Gerilim içeren bu söyleyişimize tabi olarak, kültür konusunu konuşmayı sürdürmemiz gerekir. Ancak hazırdaki Ramazan sohbetlerinde zamanı, mekanı ve kaynağı belirsiz birçok rivayet yine uçuşa geçirilmişken, mit konusuna öncelik vermemiz daha yararlı olacak gibi görünmektedir. Çünkü ilgili rivayetler, din temalı ibretler ve nasihatler olsa da son tahlilde mit karakterlidir.

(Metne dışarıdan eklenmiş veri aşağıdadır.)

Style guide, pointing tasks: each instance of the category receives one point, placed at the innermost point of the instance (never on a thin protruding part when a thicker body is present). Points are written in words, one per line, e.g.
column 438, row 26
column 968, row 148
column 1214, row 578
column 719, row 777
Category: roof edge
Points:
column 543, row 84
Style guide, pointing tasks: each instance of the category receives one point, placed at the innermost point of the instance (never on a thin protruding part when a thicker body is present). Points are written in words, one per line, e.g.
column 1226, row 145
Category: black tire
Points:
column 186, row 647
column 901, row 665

Yunanca mythos teriminden türetilen myth / mythoi mit’in sözlüklerdeki karşılıkları: esatir, efsane, hayali kimse veya şey, tahayyül-ü kazip, hurafe, masal, kıssa, esatir-i kadime, tarih öncesine dayanan öykü, eski müşrik kavimlerin yalan tanrıları hakkındaki hikayeleri, söylen, söylencedir. Mythic, mythical, mythogeic, mythological, mythologically, mythology, mythopoeic gibi isim, sıfat, zarf biçimleriyle de kullanılıyor.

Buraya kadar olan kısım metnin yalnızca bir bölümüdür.